It was because he was afraid of being seen that Chief Liu had gotten out of the car before reaching the city gate, in order to cross the old city streets on foot. However, the street was completely empty and there was no one to be seen. No one was there to recognize him, as people would have done in the past. Chief Liu craved that sort of recognition. This was his county seat, and Shuanghuai was his county. In Shuanghuai, there wasn’t anyone who didn’t know who he was. When he walked down the street, everyone should have reacted in surprise. Today, the street was nearly completely still. Occasionally he would see someone, but he or she would quickly scurry away, hurrying home without even glancing back. At one point he saw a woman, but when she opened her door to call her children to come home and eat dinner, she gazed at Chief Liu for quite some time, acting as though she didn’t really recognize him, and proceeded to call out, then closed her door and went back inside.
The old city could not compare with the new one. The street was full of houses with broken bricks and cracked tiles, though occasionally there might be one or two houses with new tiles. Those houses were square-shaped with redbrick walls, and on this winter day they were like red pine coffins that had just been completed and had not even been painted yet.
Chief Liu walked alone, feeling that he had entered a graveyard, as if he had died and been brought back to life. Therefore, when people saw him, they didn’t dare look him in the eye.
At one point, two people walked by him bearing shoulder poles full of fruit, heading to the market to sell their produce. Needless to say, they were both from Shuanghuai, and probably were from families that had been living there for many generations. Chief Liu told himself that as long as they recognized him as the county chief, and stopped and greeted him by name, the next day he would make sure to appoint one of them to be deputy director of the business bureau and the other to be deputy director of the foreign trade bureau. He was still Shuanghuai’s county chief and Party secretary, and if he wanted to appoint someone to a certain position, there was nothing to stop him. Not only could he appoint them to serve as deputy directors, he could even appoint them to serve as bureau directors. All he wanted was for these two fruit-sellers to recognize him, put down the produce they were carrying, bow to him, and address him as Chief Liu, just as people used to do when they encountered him in the street.
Chief Liu stood there without moving, waiting for the men to recognize and address him.
The men only glanced at him before walking past. The rattling of their carrying poles gradually died off as they moved away, until eventually it could no longer be heard.
Chief Liu stood there in shock, watching the two figures as they disappeared into the darkness. They hadn’t recognized him as the county chief! This made him feel as though there were snakes and bees in his heart. However, he continued smiling. It occurred to him that these two men would feel utterly wronged3 at having missed out on their chance to be named deputy director.
Chief Liu walked all alone from the old city to the new one. Whenever he encountered someone, he would stop and wait for them to recognize him. If they did, he was prepared to promote them to the position of bureau chief or something. In the end, not a single person recognized him. Unlike the past, not one person, when they saw him, rushed over to stand by the side of the road, wearing a broad smile, nodding or bowing to him, and intoning softly, “County Chief Liu.” By this point the sky was already dark, and he had moved from the city streets to a series of rural alleys. Not until he reached his family’s courtyard did the street lamps behind him finally come on.

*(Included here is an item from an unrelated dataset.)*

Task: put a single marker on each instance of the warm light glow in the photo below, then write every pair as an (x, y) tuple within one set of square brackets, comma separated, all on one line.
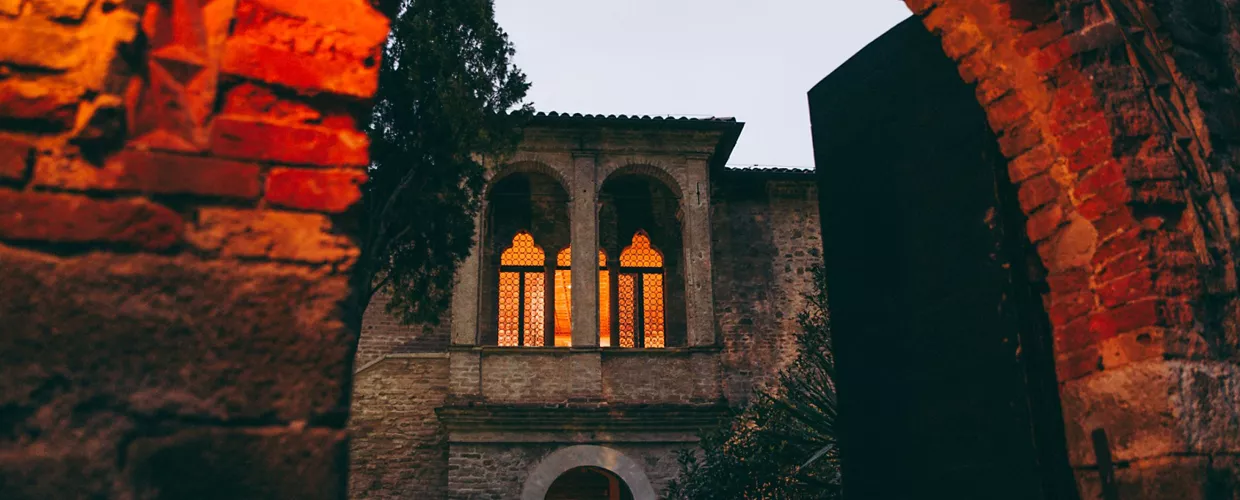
[(564, 299), (641, 279), (521, 293)]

Chief Liu had never before been so anxious to have someone recognize him and call out to him by name. He had originally decided to return to the city under the cover of darkness because he had been afraid of running into anyone, but when no one ran into him — or if people saw him, they didn’t recognize him — his heart felt as empty as a warehouse that had been robbed clean, to the point that only the empty building remained. At the very least, he told himself, the doorkeeper of his family’s courtyard would recognize him and would hurry out to greet him, but when he arrived at the entrance, the gatekeeper didn’t come out to meet him as he normally did. From a distance, Chief Liu had seen a light on inside the house, but when he arrived the entranceway was as quiet as a tomb.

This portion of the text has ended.